Risk Managers Hope to Blunt Effect Of Insurance Commission Rule

As we reported last week, Risk and Insurance Management Society (RIMS) criticized an agreement that allows the largest insurance brokers to accept certain insurer-paid commissions and said it will counsel its members to push for fair treatment from brokers.

Source: Source: Dow Jones | Published on February 22, 2010

"If we create a solid front of [RIMS] members that says these are minimum requirements" we will accept, "it will be hard for brokers to say no," said Scott Clark, risk and benefits officer of the Miami-Dade County Public Schools and the secretary of RIMS, a group of around 10,000 professionals involved in risk management for more than 3,500 corporate and government entities.

RIMS has been critical of moves by regulators to allow brokers, who act as middlemen for insurance customers, to accept commissions paid by insurers that are based on business volume or profitability.

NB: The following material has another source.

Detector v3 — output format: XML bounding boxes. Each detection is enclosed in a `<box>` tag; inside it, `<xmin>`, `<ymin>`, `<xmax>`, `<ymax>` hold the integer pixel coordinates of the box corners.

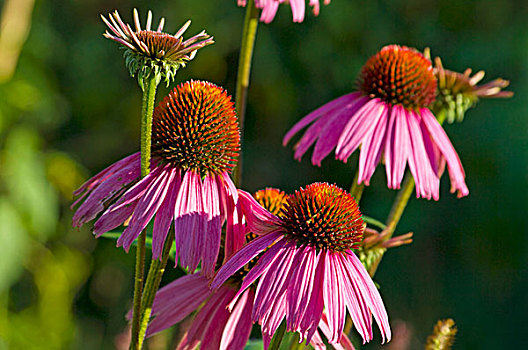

Earlier this month, Aon Corp. (AON), Marsh & McLennan Cos. (MMC), and Willis Group Holdings, the largest insurance brokers by revenue, reached an agreement with New York prosecutors and regulators to lift the ban on so-called contingent commissions that was in place since 2005.

The lifting of the ban could boost the brokers' revenues amid toughening competition for business, as insurance prices continue to fall. It likely will also lighten their administrative and compliance burden while ending grumbling that these firms were on an uneven playing field with smaller brokers, which weren't subject to the earlier ban.

The brokers will also have to abide by the terms of New York broker compensation disclosure rules, but RIMS believes the rules are inadequate to protect insurance customers.

Clark said that RIMS will encourage its members to require their brokers to either provide them full fee disclosure early in the broking process or not allow their broker to take contingent commissions at all on the transaction.

Large accounts such as the one he represents "have the leverage in the marketplace to be able to demand that."